The Benefits of Shared Decision-Making

The payoff of this approach to care can be profound. “When a patient is able to explore and compare treatment options, to provide their input into what they value and what their preferences are, and ultimately reach a mutual decision with providers,” Valentino says, “it’s much more likely that they are going to adhere to that treatment and truly be satisfied with it and their outcomes.”

As Roshni Kulkarni, MD, professor emerita and director of the Center for Bleeding and Clotting Disorders at Michigan State University, puts it, “If you don’t have buy-in, you will get nowhere.” In fact, research suggests that patient involvement in the treatment process reduces bleeding and improves quality of life. 

In the shared decision-making model, doctors offer information on treatments, including how they work, how often they’re administered, and the side effects. Ideally they leave their biases at the door. For instance, doctors may be more likely to recommend a particular therapy if they have more experience with it, or maybe even studied it in clinical trials.

 “Hopefully we lay out in as unbiased a way possible those options for people and introduce new therapies as they become available,” Valentino says. “And we’ve even started to talk about some of the products that are currently in a development phase, so that people become more aware of them.
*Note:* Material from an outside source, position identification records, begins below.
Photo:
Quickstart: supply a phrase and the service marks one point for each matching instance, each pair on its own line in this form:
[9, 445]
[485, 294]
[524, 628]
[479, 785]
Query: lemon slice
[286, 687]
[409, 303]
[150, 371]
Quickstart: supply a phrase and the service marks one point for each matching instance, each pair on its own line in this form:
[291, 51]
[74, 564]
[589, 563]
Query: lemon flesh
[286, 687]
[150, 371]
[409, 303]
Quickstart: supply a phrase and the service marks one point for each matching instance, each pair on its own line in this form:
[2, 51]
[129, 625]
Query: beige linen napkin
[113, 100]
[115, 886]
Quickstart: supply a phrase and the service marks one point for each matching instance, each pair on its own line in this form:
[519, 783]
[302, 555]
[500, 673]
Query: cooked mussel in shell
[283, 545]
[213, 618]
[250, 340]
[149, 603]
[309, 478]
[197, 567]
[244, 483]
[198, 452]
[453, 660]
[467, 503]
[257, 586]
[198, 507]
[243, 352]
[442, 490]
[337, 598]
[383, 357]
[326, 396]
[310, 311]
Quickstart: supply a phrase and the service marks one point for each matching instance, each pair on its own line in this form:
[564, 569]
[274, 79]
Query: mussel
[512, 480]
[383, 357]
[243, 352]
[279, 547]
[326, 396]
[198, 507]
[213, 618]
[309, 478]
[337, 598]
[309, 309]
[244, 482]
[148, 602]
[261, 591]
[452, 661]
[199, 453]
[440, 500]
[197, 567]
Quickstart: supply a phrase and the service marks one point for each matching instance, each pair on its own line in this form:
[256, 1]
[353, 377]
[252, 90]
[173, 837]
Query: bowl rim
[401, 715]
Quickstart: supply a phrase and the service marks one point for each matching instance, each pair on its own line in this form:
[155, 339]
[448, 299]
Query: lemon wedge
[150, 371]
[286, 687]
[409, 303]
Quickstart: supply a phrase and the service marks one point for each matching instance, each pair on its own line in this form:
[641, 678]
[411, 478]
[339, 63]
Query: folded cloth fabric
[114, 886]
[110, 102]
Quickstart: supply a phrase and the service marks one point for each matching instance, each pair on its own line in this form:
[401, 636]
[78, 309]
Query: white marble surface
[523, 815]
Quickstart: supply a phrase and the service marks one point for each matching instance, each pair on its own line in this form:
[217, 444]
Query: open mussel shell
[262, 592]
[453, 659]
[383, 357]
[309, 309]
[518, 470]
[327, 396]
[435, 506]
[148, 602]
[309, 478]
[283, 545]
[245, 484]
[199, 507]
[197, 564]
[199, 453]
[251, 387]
Then it’s not a surprise when it becomes an approved product.” 

Physicians try to provide a more balanced view of a product than a drug advertisement or another source does. “I want patients to hear about it, if they haven’t, or to get my impression apart from other sources of information,” Janbain says. “I feel like it’s my duty to share with them the scientific points of view, free from conflicts of interest.”

If a therapy’s cost is an issue—another factor in the decision-making process—providers may be able to recommend resources that patients and caregivers are unaware of.

The Patient’s Role

Engaging with the physician may be an unfamiliar role for some patients, but it can help them manage their condition more effectively. “I ask my patients to write down whatever they are concerned about or any other thoughts that they have. It will lead to a more structured and a more fruitful discussion,” Janbain says.

Patients will want to know how to store the product and other practical issues that may be involved. This helps prevent them from being surprised or worried, which could affect their adherence to the treatment, Janbain says.

Even if someone is doing fine with their current regimen, it can’t hurt to learn about all the new options that are opening up. “Some people with hemophilia get on something that works for them and they don’t want to switch because they don’t want to go through the ups and downs while switching,” Downey says. “But they should know that there are things out there that can improve their life.”

Overall, says Downey, “I feel like the wisest minds take information from multiple places and analyze it. And shared decision-making is definitely that.”